Thursday, November 18, 2010

Last Days in Nepal

Several weeks after returning to Ireland, I looked through the photos in my camera and found there were a bunch of pictures I meant to put in a final Nepal post that never made it online.  Two months after my departure, here are the last couple weeks I spent there.


This is Rupam, the three-year-old nephew of VolNepal's director.  He and his mother lived in the house with us and he spent a lot of time in our bedroom, eating, investigating our belongings and playing with my hand-crank rechargable flashlight.








The kids played a game sort of like jacks, with a bunch of pebbles on the floor and one in hand.  Rather than bouncing a ball, you toss your pebble in the air, swipe as many as you can from the floor, and catch your pebble again.

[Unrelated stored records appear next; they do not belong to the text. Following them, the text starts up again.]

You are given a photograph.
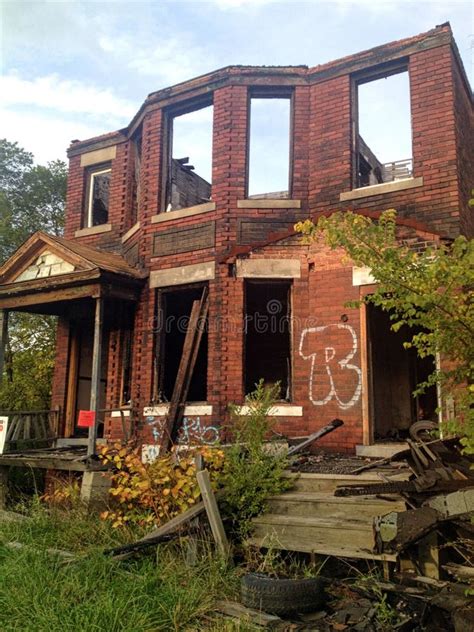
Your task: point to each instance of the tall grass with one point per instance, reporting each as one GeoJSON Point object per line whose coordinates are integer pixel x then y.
{"type": "Point", "coordinates": [40, 592]}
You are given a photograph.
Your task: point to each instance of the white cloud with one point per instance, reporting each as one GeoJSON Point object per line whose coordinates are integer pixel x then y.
{"type": "Point", "coordinates": [237, 4]}
{"type": "Point", "coordinates": [47, 137]}
{"type": "Point", "coordinates": [66, 96]}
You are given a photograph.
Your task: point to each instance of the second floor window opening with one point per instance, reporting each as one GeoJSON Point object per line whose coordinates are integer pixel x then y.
{"type": "Point", "coordinates": [189, 159]}
{"type": "Point", "coordinates": [383, 130]}
{"type": "Point", "coordinates": [269, 147]}
{"type": "Point", "coordinates": [97, 207]}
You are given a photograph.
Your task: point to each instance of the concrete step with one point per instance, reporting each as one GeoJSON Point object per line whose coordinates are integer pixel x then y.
{"type": "Point", "coordinates": [298, 533]}
{"type": "Point", "coordinates": [307, 482]}
{"type": "Point", "coordinates": [325, 505]}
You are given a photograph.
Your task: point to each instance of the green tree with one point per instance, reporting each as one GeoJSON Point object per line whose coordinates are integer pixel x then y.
{"type": "Point", "coordinates": [431, 291]}
{"type": "Point", "coordinates": [32, 197]}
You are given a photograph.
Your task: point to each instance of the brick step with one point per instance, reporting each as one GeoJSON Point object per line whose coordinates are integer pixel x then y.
{"type": "Point", "coordinates": [297, 533]}
{"type": "Point", "coordinates": [325, 505]}
{"type": "Point", "coordinates": [306, 482]}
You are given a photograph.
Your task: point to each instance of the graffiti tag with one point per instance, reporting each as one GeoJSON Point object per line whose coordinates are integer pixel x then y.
{"type": "Point", "coordinates": [326, 356]}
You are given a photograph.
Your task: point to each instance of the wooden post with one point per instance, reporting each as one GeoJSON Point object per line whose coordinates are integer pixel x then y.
{"type": "Point", "coordinates": [96, 372]}
{"type": "Point", "coordinates": [3, 340]}
{"type": "Point", "coordinates": [212, 511]}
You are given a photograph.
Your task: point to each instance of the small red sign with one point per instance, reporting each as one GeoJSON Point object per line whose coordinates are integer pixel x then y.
{"type": "Point", "coordinates": [86, 418]}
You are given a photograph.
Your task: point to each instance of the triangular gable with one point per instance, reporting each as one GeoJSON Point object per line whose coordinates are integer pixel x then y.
{"type": "Point", "coordinates": [47, 264]}
{"type": "Point", "coordinates": [40, 257]}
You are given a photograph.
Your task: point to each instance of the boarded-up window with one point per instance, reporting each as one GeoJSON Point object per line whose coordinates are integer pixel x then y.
{"type": "Point", "coordinates": [98, 197]}
{"type": "Point", "coordinates": [269, 147]}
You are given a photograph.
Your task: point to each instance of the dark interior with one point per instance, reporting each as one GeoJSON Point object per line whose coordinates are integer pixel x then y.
{"type": "Point", "coordinates": [176, 308]}
{"type": "Point", "coordinates": [395, 372]}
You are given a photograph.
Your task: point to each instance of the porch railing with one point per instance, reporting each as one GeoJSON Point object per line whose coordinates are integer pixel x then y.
{"type": "Point", "coordinates": [29, 429]}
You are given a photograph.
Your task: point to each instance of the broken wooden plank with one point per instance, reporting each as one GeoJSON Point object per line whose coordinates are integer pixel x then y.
{"type": "Point", "coordinates": [460, 571]}
{"type": "Point", "coordinates": [212, 511]}
{"type": "Point", "coordinates": [157, 535]}
{"type": "Point", "coordinates": [335, 423]}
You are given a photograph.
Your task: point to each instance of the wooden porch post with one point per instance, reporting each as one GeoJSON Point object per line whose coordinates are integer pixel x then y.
{"type": "Point", "coordinates": [3, 339]}
{"type": "Point", "coordinates": [96, 374]}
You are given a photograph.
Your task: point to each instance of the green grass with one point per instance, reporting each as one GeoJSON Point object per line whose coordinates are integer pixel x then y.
{"type": "Point", "coordinates": [39, 592]}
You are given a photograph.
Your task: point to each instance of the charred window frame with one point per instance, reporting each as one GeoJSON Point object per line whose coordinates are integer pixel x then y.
{"type": "Point", "coordinates": [169, 117]}
{"type": "Point", "coordinates": [136, 175]}
{"type": "Point", "coordinates": [367, 170]}
{"type": "Point", "coordinates": [270, 94]}
{"type": "Point", "coordinates": [97, 195]}
{"type": "Point", "coordinates": [173, 309]}
{"type": "Point", "coordinates": [268, 334]}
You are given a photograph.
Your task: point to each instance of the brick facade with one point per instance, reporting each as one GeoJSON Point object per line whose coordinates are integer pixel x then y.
{"type": "Point", "coordinates": [324, 332]}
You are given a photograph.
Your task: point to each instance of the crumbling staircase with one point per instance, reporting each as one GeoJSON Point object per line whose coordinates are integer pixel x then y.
{"type": "Point", "coordinates": [309, 518]}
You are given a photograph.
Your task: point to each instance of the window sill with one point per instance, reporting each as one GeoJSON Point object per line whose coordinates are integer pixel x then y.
{"type": "Point", "coordinates": [131, 231]}
{"type": "Point", "coordinates": [93, 230]}
{"type": "Point", "coordinates": [380, 189]}
{"type": "Point", "coordinates": [268, 203]}
{"type": "Point", "coordinates": [279, 410]}
{"type": "Point", "coordinates": [189, 211]}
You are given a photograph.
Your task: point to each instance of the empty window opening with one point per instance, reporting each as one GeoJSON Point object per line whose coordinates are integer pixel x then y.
{"type": "Point", "coordinates": [395, 372]}
{"type": "Point", "coordinates": [189, 159]}
{"type": "Point", "coordinates": [267, 335]}
{"type": "Point", "coordinates": [98, 184]}
{"type": "Point", "coordinates": [384, 139]}
{"type": "Point", "coordinates": [126, 338]}
{"type": "Point", "coordinates": [174, 310]}
{"type": "Point", "coordinates": [269, 148]}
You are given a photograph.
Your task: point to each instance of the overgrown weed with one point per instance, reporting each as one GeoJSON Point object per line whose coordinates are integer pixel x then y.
{"type": "Point", "coordinates": [38, 592]}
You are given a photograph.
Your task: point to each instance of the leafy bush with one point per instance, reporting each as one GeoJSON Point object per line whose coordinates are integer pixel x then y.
{"type": "Point", "coordinates": [251, 473]}
{"type": "Point", "coordinates": [153, 493]}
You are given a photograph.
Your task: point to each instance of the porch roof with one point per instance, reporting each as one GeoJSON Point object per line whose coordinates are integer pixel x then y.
{"type": "Point", "coordinates": [50, 269]}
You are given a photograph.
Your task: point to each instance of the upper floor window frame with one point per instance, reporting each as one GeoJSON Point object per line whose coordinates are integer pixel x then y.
{"type": "Point", "coordinates": [91, 173]}
{"type": "Point", "coordinates": [271, 92]}
{"type": "Point", "coordinates": [169, 114]}
{"type": "Point", "coordinates": [368, 75]}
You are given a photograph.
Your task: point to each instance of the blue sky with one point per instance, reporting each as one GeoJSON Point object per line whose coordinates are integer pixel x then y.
{"type": "Point", "coordinates": [77, 69]}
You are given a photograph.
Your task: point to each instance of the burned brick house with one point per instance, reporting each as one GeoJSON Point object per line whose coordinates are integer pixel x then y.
{"type": "Point", "coordinates": [146, 233]}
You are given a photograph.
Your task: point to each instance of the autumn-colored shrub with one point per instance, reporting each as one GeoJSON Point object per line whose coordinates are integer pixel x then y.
{"type": "Point", "coordinates": [153, 493]}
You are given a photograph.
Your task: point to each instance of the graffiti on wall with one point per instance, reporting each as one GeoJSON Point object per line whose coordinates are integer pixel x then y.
{"type": "Point", "coordinates": [330, 366]}
{"type": "Point", "coordinates": [193, 431]}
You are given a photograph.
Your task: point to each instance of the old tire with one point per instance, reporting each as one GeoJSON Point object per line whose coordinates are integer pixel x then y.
{"type": "Point", "coordinates": [281, 596]}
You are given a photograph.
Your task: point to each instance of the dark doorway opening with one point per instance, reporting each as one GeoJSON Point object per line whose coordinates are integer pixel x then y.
{"type": "Point", "coordinates": [267, 335]}
{"type": "Point", "coordinates": [395, 372]}
{"type": "Point", "coordinates": [85, 343]}
{"type": "Point", "coordinates": [174, 308]}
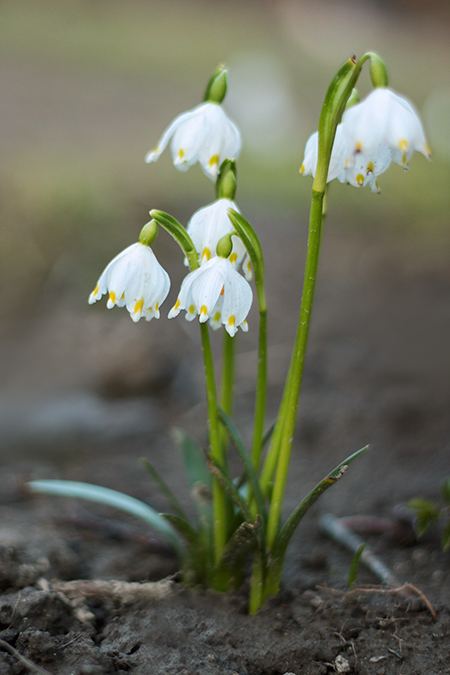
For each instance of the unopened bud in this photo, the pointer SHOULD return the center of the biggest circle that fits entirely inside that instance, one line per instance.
(148, 233)
(226, 180)
(353, 100)
(378, 71)
(225, 246)
(217, 86)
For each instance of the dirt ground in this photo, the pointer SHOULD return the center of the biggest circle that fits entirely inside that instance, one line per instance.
(377, 372)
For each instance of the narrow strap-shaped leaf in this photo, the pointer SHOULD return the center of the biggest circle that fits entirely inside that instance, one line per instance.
(102, 495)
(239, 546)
(245, 457)
(284, 536)
(232, 490)
(179, 233)
(165, 489)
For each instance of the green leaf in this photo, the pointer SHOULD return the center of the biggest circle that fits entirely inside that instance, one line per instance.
(445, 540)
(427, 512)
(284, 536)
(179, 233)
(164, 488)
(231, 489)
(445, 490)
(240, 545)
(102, 495)
(354, 566)
(246, 460)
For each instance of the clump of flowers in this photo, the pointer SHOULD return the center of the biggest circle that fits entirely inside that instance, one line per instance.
(240, 518)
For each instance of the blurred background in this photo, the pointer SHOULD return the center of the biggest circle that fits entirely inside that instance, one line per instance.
(88, 86)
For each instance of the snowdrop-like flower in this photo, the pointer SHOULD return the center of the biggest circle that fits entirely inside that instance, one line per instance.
(204, 134)
(338, 155)
(208, 225)
(215, 291)
(362, 169)
(386, 118)
(134, 279)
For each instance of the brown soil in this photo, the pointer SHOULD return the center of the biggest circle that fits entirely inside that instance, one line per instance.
(377, 372)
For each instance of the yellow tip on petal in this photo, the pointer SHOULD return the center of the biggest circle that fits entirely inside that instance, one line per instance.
(138, 306)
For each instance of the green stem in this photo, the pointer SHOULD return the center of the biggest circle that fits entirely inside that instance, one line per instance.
(219, 496)
(227, 381)
(261, 390)
(297, 362)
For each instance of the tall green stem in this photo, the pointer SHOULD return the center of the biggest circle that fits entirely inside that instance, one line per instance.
(228, 368)
(219, 496)
(261, 390)
(297, 362)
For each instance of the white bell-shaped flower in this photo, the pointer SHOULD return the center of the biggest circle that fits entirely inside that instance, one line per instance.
(208, 225)
(204, 134)
(134, 279)
(338, 155)
(384, 117)
(215, 291)
(363, 169)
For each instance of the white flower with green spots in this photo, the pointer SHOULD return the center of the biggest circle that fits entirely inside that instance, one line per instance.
(204, 134)
(134, 279)
(218, 293)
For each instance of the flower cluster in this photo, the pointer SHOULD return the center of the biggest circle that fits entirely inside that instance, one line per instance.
(216, 292)
(383, 128)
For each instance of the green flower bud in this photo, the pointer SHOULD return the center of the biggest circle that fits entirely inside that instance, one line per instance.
(148, 233)
(225, 246)
(217, 86)
(226, 180)
(353, 100)
(378, 71)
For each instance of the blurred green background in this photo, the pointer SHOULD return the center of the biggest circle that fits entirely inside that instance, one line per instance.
(89, 85)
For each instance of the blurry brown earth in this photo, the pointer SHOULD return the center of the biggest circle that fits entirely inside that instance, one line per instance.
(377, 372)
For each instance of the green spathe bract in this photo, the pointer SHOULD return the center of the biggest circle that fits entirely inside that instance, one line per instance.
(240, 517)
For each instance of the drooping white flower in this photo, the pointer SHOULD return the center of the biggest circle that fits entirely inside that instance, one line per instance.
(204, 134)
(338, 155)
(208, 225)
(134, 279)
(362, 169)
(386, 118)
(215, 291)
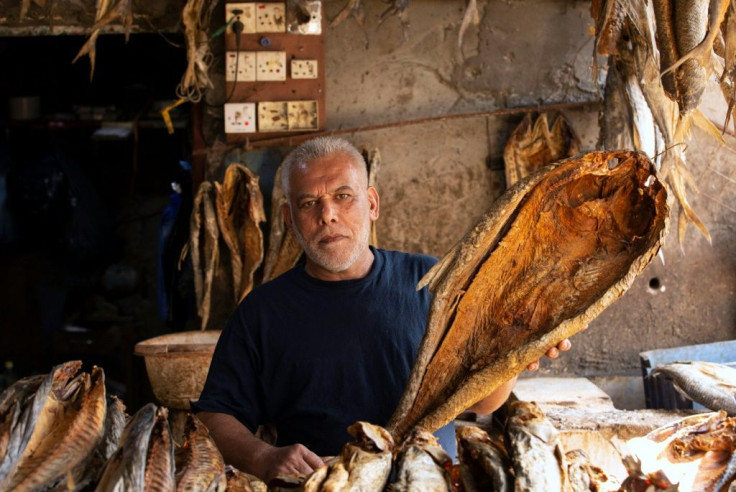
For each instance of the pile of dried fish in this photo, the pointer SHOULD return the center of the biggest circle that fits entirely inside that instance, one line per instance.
(56, 430)
(532, 146)
(226, 242)
(661, 56)
(694, 453)
(552, 253)
(60, 431)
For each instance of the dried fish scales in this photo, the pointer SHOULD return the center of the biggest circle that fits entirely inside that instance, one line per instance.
(239, 214)
(25, 433)
(199, 464)
(159, 470)
(549, 256)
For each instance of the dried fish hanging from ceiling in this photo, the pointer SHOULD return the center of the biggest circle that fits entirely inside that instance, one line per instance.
(195, 17)
(661, 56)
(107, 13)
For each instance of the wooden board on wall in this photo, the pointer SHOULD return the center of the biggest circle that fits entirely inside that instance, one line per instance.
(297, 47)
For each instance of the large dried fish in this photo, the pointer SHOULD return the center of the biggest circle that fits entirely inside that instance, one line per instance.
(199, 464)
(106, 14)
(355, 9)
(535, 449)
(35, 410)
(88, 472)
(67, 429)
(195, 17)
(12, 402)
(696, 453)
(283, 248)
(239, 215)
(484, 465)
(422, 465)
(204, 248)
(159, 472)
(532, 146)
(710, 384)
(126, 468)
(550, 255)
(364, 464)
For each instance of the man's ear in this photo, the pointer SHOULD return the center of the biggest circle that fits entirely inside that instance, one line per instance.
(375, 202)
(286, 213)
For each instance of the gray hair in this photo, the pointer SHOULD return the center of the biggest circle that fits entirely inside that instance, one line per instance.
(314, 149)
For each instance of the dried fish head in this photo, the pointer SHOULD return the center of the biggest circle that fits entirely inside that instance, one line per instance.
(548, 257)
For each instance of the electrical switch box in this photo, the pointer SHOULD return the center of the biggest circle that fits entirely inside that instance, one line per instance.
(240, 66)
(270, 17)
(243, 12)
(302, 115)
(274, 70)
(240, 118)
(270, 65)
(303, 69)
(273, 116)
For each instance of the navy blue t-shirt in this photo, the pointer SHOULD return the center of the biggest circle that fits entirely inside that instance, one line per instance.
(312, 357)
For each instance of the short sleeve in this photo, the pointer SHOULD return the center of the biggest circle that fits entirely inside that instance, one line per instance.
(233, 386)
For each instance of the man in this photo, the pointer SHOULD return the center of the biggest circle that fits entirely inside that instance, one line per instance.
(331, 341)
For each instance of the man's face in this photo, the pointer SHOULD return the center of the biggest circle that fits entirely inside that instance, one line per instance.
(330, 211)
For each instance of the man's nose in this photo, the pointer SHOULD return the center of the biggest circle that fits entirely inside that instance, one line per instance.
(328, 211)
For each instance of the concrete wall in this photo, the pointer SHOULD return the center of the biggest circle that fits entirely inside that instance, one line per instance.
(438, 177)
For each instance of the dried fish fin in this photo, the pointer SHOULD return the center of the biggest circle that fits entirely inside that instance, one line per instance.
(204, 248)
(471, 15)
(703, 50)
(704, 123)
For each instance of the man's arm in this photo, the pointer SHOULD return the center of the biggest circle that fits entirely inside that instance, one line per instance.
(246, 452)
(494, 401)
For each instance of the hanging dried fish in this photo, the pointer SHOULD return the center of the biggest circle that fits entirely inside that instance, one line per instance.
(355, 9)
(532, 146)
(65, 431)
(471, 15)
(283, 248)
(195, 17)
(106, 14)
(373, 163)
(399, 8)
(239, 214)
(550, 255)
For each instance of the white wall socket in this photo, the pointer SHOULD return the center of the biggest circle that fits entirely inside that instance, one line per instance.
(303, 69)
(270, 17)
(270, 65)
(247, 16)
(245, 62)
(303, 115)
(272, 116)
(240, 117)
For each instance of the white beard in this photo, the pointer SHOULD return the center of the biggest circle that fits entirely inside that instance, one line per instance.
(344, 259)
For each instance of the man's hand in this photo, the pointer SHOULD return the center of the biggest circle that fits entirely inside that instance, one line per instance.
(554, 352)
(288, 460)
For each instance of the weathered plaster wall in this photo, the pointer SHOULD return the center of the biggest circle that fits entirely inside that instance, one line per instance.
(439, 176)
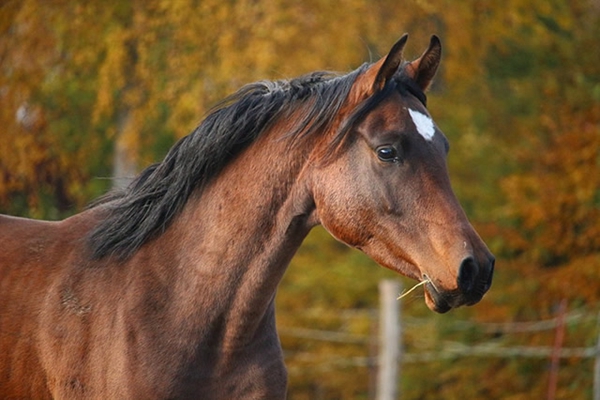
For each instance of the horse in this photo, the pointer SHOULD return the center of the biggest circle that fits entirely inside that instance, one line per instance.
(165, 289)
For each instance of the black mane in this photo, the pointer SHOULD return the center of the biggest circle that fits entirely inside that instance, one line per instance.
(149, 204)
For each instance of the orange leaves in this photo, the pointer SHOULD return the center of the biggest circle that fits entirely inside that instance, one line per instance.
(556, 198)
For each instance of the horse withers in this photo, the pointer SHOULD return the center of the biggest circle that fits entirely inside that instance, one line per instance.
(166, 289)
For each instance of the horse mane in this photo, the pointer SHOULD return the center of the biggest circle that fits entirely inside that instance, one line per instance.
(146, 208)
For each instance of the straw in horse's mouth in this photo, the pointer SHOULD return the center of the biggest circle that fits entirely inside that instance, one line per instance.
(423, 282)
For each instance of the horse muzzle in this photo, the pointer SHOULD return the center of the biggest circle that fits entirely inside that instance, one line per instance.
(473, 281)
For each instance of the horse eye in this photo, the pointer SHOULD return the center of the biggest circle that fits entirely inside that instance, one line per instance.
(387, 154)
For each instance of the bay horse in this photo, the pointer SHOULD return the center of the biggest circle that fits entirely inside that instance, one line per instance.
(166, 289)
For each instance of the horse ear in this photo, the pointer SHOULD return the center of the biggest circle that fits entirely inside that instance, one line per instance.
(423, 69)
(390, 64)
(378, 74)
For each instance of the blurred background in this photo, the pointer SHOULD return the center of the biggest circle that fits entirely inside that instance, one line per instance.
(94, 90)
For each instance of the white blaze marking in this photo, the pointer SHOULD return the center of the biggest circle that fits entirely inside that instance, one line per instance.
(423, 123)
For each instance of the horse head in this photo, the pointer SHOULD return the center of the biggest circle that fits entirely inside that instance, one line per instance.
(387, 191)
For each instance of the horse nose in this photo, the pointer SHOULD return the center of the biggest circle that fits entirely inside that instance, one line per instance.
(474, 278)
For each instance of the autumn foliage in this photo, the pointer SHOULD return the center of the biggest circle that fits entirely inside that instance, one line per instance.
(95, 90)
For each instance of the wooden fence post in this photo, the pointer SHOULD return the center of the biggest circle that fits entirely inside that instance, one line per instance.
(389, 340)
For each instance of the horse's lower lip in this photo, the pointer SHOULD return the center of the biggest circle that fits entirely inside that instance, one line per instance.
(435, 301)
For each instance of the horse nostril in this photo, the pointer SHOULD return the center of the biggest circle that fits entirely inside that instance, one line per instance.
(467, 275)
(488, 282)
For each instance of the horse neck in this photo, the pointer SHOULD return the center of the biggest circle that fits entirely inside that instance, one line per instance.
(233, 242)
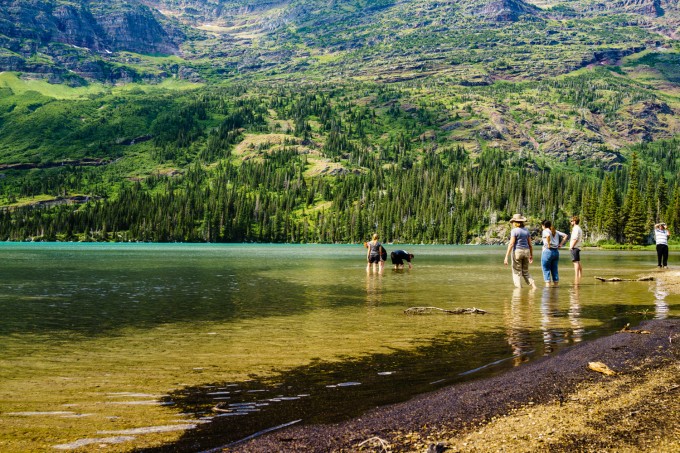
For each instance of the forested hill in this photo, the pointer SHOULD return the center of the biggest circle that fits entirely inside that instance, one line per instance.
(310, 121)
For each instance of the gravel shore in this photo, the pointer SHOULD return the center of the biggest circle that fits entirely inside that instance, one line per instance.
(553, 404)
(441, 420)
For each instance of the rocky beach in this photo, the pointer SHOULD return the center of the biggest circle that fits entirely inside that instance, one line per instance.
(558, 403)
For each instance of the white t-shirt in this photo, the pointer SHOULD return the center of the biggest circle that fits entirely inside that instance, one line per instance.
(661, 236)
(576, 237)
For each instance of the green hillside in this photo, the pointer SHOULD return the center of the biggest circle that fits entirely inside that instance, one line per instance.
(311, 121)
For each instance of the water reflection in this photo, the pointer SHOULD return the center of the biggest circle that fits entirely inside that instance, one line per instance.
(574, 314)
(553, 329)
(660, 304)
(518, 325)
(374, 288)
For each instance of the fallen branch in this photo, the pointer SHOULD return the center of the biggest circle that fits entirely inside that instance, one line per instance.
(617, 279)
(384, 446)
(601, 368)
(626, 329)
(457, 311)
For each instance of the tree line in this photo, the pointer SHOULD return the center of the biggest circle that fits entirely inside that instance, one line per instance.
(448, 197)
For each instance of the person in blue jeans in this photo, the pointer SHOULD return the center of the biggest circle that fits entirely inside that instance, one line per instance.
(550, 255)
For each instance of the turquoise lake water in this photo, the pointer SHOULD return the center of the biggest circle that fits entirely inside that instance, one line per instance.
(245, 337)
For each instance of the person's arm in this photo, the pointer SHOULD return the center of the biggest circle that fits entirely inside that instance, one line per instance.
(511, 245)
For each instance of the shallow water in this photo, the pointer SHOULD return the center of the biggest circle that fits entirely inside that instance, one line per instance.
(241, 338)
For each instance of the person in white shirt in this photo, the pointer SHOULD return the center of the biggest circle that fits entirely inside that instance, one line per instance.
(575, 246)
(661, 235)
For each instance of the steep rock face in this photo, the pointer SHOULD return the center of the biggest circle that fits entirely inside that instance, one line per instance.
(130, 27)
(134, 28)
(507, 10)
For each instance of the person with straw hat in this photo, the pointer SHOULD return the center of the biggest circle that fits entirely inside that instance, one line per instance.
(521, 250)
(661, 235)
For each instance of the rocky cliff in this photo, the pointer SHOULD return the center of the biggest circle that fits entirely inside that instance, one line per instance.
(55, 37)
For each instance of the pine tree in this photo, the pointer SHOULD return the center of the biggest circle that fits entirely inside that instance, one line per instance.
(635, 229)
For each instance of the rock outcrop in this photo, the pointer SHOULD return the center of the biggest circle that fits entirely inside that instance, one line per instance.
(75, 38)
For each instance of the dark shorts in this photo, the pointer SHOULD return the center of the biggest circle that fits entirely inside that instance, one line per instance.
(396, 259)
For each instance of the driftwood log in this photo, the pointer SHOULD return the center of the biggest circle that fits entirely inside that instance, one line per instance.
(627, 329)
(455, 311)
(617, 279)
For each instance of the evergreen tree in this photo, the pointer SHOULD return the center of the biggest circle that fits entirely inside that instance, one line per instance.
(635, 230)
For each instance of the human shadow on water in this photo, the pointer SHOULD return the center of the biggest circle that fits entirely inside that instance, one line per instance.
(328, 392)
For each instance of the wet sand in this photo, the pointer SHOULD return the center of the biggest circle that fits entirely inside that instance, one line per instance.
(450, 419)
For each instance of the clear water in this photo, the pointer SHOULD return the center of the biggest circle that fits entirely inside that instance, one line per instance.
(140, 335)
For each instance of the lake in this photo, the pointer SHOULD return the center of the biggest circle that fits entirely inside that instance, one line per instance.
(133, 346)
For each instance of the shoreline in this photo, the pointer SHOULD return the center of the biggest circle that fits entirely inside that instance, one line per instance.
(555, 403)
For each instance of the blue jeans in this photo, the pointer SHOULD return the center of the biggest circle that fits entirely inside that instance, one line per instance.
(549, 260)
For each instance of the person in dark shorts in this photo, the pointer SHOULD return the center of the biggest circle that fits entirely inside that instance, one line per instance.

For the last two and a half weeks of my trip, I was stuck in the house with some sort of horrible jungle flu that I probably caught from the kids.  My co-volunteer, Mike, had the same thing.  It was awful.  Our hosts supplied me with the above products, and subjected me to a battery of local remedies.

Mike's birthday passed while we were home sick.  Rupam was definitely more excited than anyone else about this event. 

The Festival of Women happened around this time as well and the ladies of the house were happy to include all visiting women in the festivities, which involved henna tattoos on our palms, bangles for our wrists and a long religious ceremony (complete with holy cow brought by a neighbor) on the porch outside out bedroom window. 





I still hadn't recovered by the time I was due to leave, but I mustered the energy to go and say goodbye to the kids (whom I hadn't seen for two weeks already.)  This was a very sad occasion.

This is Anish, the director of VolNepal and one of the only motorcyclists in Nepal to wear a helmet.

Because of my illness, I couldn't do the post-volunteering traveling I had planned.  I was sorely disappointed.  As consolation, I accompanied the new batch of volunteers on their trip to Sauraha, though just for the elephant trek and one night's sleep.  To get there this time, we combined a local bus ride and a pony trap, which was a bumpy but more or less enjoyable ride.  The second elephant trek was similar to the first one but we did take a different route through the jungle and were able to spot some deer, peacocks, an alligator and a mama rhino bathing with her two-month-old baby.  Pretty cute.

































I liberated these from the hotel in Sauraha.
I didn't fully recover from my illness until I'd been back in Ireland for about a week, at which point I gradually gained back the weight I lost from several weeks of dal bhat followed by two and a half weeks of eating almost nothing at all.  The henna faded, the string around my wrist from a previous holiday finally broke off.  But the experiences I had in Nepal stayed with me and I still think about them every day.